Ego: The Ego is the rational component of the psyche that considers realities, norms, and rules and incorporates those in decision making. Like Id, the Ego also seeks pleasure, but unlike Id, the Ego is focused on devising a realistic plan to obtain that pleasure.
Superego: The superego is used to incorporate morals and ethics learned from society and human experience to control the Id’s impulses, and persuades the Ego to make goals based on morals rather than reality and strive for perfection. Superego has two systems: conscience and ideal-self. Conscience can punish the Ego by making it experience guilt or anxiety. Ideal-self is an image that the Superego paints, showing how you should be, represented career aspiration, and how to treat others and be a member of society.
What character represents each of theses concepts?
Jack represents Id because once he is fully immersed in the island, he has lost all his ability to make rational decisions based on morals, and has degraded himself to an underdeveloped psyche, otherwise known as Id.
This is shown in chapter ten when Jack ties up Wilfred and says he’s going to beat him.
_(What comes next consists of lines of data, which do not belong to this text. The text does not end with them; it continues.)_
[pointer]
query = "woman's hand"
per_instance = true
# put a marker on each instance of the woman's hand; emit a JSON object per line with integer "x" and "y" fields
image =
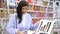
{"x": 20, "y": 32}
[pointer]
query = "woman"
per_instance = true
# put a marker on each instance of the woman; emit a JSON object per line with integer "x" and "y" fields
{"x": 20, "y": 21}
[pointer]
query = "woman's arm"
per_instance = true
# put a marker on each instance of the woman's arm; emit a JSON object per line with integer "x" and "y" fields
{"x": 34, "y": 26}
{"x": 11, "y": 24}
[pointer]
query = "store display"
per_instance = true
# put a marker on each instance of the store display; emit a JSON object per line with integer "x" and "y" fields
{"x": 11, "y": 11}
{"x": 36, "y": 8}
{"x": 6, "y": 14}
{"x": 40, "y": 14}
{"x": 42, "y": 8}
{"x": 50, "y": 15}
{"x": 45, "y": 3}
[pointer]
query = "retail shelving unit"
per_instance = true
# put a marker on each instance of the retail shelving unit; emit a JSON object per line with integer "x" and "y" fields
{"x": 39, "y": 9}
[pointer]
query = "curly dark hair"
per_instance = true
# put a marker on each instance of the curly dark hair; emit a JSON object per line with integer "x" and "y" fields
{"x": 19, "y": 9}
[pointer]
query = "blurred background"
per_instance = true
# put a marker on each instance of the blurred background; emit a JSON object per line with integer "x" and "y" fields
{"x": 38, "y": 9}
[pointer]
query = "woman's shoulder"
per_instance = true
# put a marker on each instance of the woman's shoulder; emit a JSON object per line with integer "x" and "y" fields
{"x": 13, "y": 15}
{"x": 28, "y": 14}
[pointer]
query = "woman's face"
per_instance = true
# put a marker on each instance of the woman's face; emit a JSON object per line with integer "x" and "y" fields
{"x": 24, "y": 9}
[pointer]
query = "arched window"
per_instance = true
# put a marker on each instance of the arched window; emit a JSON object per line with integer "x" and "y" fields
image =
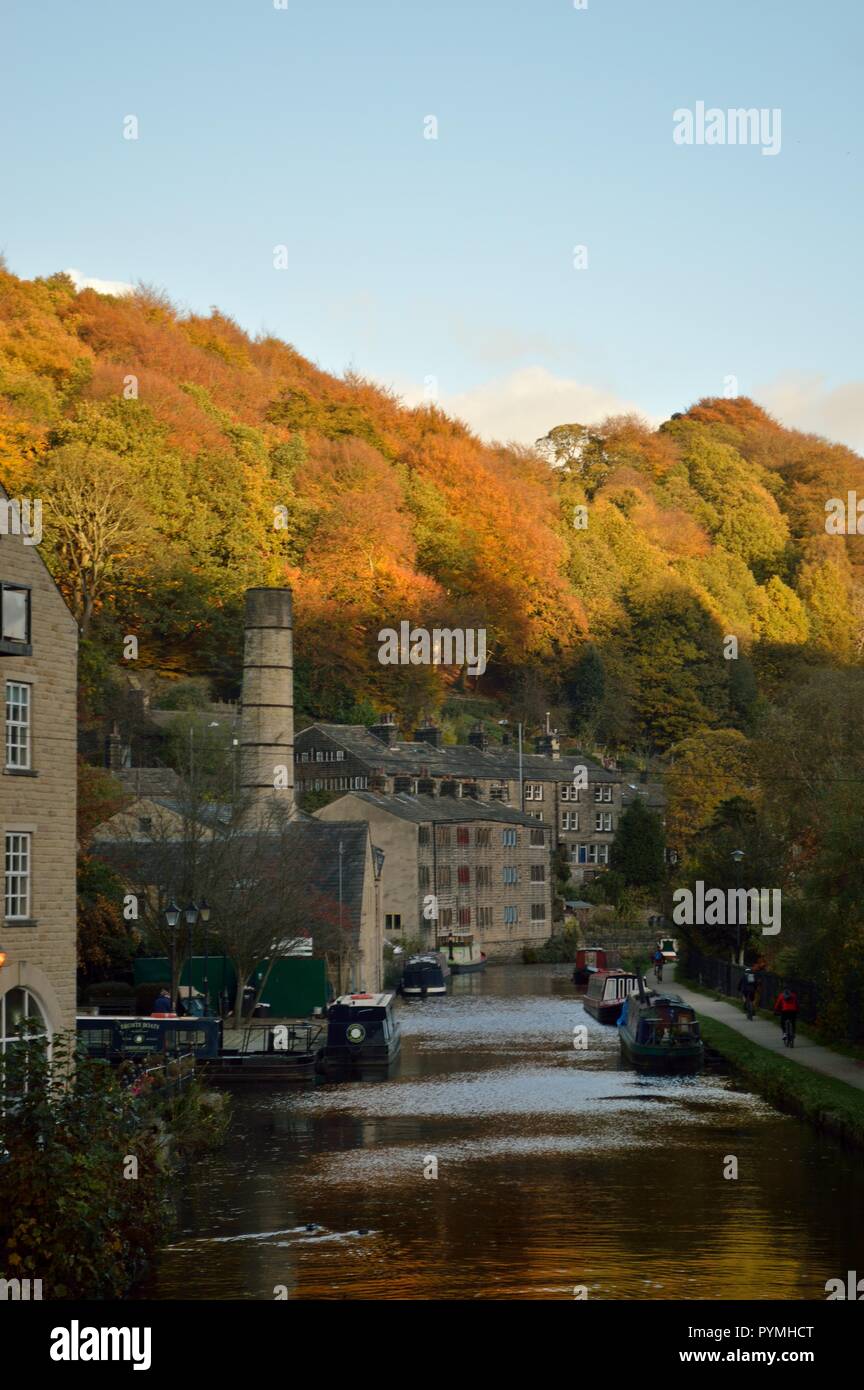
{"x": 15, "y": 1007}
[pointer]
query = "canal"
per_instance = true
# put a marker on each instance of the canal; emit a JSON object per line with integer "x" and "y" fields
{"x": 557, "y": 1169}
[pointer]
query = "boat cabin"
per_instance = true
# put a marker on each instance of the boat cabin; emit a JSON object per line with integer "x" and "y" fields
{"x": 666, "y": 1019}
{"x": 589, "y": 959}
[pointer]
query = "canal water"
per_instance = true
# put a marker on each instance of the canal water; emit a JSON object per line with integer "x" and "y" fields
{"x": 557, "y": 1171}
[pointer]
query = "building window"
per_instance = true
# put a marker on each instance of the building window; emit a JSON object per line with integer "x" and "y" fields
{"x": 14, "y": 617}
{"x": 18, "y": 1007}
{"x": 17, "y": 876}
{"x": 17, "y": 724}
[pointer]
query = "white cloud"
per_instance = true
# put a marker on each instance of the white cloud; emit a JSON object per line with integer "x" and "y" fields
{"x": 527, "y": 403}
{"x": 102, "y": 287}
{"x": 803, "y": 401}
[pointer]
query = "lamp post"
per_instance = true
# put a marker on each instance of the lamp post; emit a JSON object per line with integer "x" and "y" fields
{"x": 172, "y": 916}
{"x": 192, "y": 916}
{"x": 738, "y": 855}
{"x": 204, "y": 916}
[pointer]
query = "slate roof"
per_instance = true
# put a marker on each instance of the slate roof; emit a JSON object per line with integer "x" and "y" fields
{"x": 456, "y": 759}
{"x": 442, "y": 809}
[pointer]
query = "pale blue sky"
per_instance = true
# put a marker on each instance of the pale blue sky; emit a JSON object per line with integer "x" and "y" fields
{"x": 453, "y": 257}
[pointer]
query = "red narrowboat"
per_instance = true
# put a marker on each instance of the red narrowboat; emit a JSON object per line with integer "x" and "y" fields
{"x": 589, "y": 959}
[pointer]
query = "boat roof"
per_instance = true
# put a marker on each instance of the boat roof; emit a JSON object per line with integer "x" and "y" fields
{"x": 364, "y": 1001}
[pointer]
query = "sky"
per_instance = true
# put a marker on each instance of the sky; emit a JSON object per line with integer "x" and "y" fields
{"x": 447, "y": 267}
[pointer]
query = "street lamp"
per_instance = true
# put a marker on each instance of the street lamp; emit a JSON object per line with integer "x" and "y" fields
{"x": 204, "y": 916}
{"x": 172, "y": 916}
{"x": 738, "y": 855}
{"x": 192, "y": 916}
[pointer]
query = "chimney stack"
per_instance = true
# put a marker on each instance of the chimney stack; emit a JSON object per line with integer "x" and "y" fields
{"x": 385, "y": 730}
{"x": 428, "y": 733}
{"x": 267, "y": 713}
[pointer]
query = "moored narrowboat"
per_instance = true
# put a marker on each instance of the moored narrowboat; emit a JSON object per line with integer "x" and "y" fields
{"x": 660, "y": 1033}
{"x": 363, "y": 1037}
{"x": 589, "y": 959}
{"x": 424, "y": 975}
{"x": 461, "y": 952}
{"x": 606, "y": 994}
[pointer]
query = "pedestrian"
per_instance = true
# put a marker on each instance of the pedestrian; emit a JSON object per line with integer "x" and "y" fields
{"x": 786, "y": 1007}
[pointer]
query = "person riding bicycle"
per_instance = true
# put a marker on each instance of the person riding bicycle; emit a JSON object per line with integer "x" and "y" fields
{"x": 748, "y": 986}
{"x": 786, "y": 1008}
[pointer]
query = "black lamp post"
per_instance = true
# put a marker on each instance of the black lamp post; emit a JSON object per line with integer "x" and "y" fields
{"x": 172, "y": 916}
{"x": 738, "y": 855}
{"x": 204, "y": 916}
{"x": 192, "y": 916}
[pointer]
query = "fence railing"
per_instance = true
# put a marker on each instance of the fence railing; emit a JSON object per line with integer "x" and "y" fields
{"x": 725, "y": 976}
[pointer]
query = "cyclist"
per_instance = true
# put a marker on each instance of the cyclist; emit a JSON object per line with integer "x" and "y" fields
{"x": 748, "y": 986}
{"x": 786, "y": 1007}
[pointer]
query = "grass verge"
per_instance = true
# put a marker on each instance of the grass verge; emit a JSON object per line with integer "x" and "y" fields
{"x": 828, "y": 1104}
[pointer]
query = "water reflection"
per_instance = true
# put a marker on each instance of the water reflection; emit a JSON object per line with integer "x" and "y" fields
{"x": 554, "y": 1168}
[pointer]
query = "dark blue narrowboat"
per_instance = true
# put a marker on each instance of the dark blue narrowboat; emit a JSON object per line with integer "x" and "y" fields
{"x": 118, "y": 1037}
{"x": 363, "y": 1037}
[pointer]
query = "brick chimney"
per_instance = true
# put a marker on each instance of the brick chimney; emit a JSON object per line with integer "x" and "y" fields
{"x": 267, "y": 710}
{"x": 428, "y": 733}
{"x": 386, "y": 730}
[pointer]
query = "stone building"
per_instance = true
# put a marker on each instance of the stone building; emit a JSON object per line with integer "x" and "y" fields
{"x": 38, "y": 790}
{"x": 575, "y": 797}
{"x": 482, "y": 868}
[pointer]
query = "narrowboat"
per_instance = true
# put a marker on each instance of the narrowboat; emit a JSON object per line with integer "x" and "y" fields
{"x": 660, "y": 1033}
{"x": 589, "y": 959}
{"x": 461, "y": 952}
{"x": 606, "y": 994}
{"x": 424, "y": 975}
{"x": 363, "y": 1037}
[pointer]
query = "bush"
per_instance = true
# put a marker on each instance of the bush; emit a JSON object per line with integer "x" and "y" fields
{"x": 71, "y": 1212}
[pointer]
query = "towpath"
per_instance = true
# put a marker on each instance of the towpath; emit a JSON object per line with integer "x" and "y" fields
{"x": 767, "y": 1034}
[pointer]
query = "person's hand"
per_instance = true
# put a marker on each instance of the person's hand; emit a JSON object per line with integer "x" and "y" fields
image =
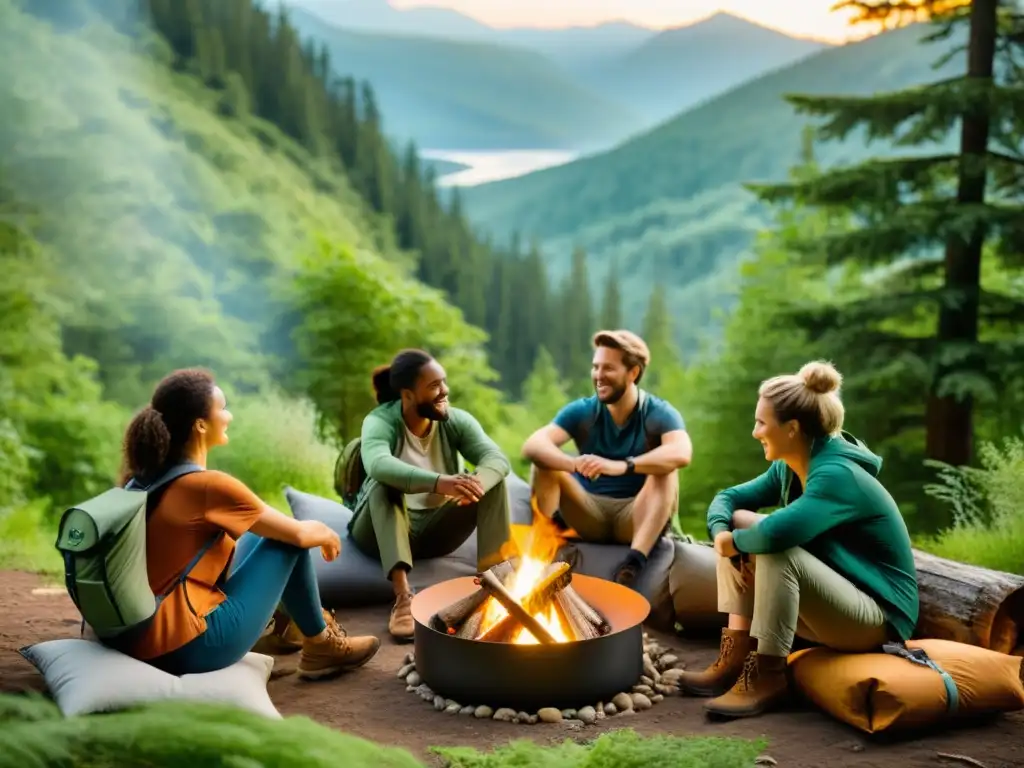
{"x": 464, "y": 488}
{"x": 724, "y": 545}
{"x": 593, "y": 467}
{"x": 318, "y": 535}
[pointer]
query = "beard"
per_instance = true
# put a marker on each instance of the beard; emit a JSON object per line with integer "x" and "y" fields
{"x": 430, "y": 411}
{"x": 613, "y": 396}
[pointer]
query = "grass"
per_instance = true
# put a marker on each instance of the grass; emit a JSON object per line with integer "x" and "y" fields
{"x": 34, "y": 734}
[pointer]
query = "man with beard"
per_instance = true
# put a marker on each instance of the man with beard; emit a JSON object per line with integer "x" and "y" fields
{"x": 624, "y": 486}
{"x": 417, "y": 501}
This action of ruthlessly beating someone who was once a friend shows Jack’s lack of morals and his inability to think and lead rationally.
Even during his early time on the island Jack has no interest in realistic goals. Unlike Ralph or Piggy, he has no interest in keeping the fire going or setting up shelters. His only focus in the beginning of his time on the island is hunting.
Ralph’s character represents the Ego. Ralph’s rationality and his focus on how to best benefit the group is shown constantly throughout his leadership on the island.
He focuses on rescue by making sure there is always a fire, and he also works on making sure all the boys are safe by building them shelters.
Another example of his Ego-ness is how he makes decisions for the benefit of the group in an organized way. Throughout high intensity situations where the boys are unsettled, Ralph holds assemblies and tries his best to makes them fair and organized.
Piggy and Simon both embodied the Superego because they influence Ralph’s (ego) decisions by being a reminder of morality, values and ethics, as well as being there to help him. They also represent Superego because when Ralph makes a decision, like Superego, they influence how he feels afterwards. When he makes a well-thought out decision they commend him, and when his morality breaks, they inforce guilt.
Piggy personifies the part of Superego that is the voice of reason. He is always there with Ralph on the island until his own demise, and serves as the angel on his shoulder, guiding him to do what is morally right.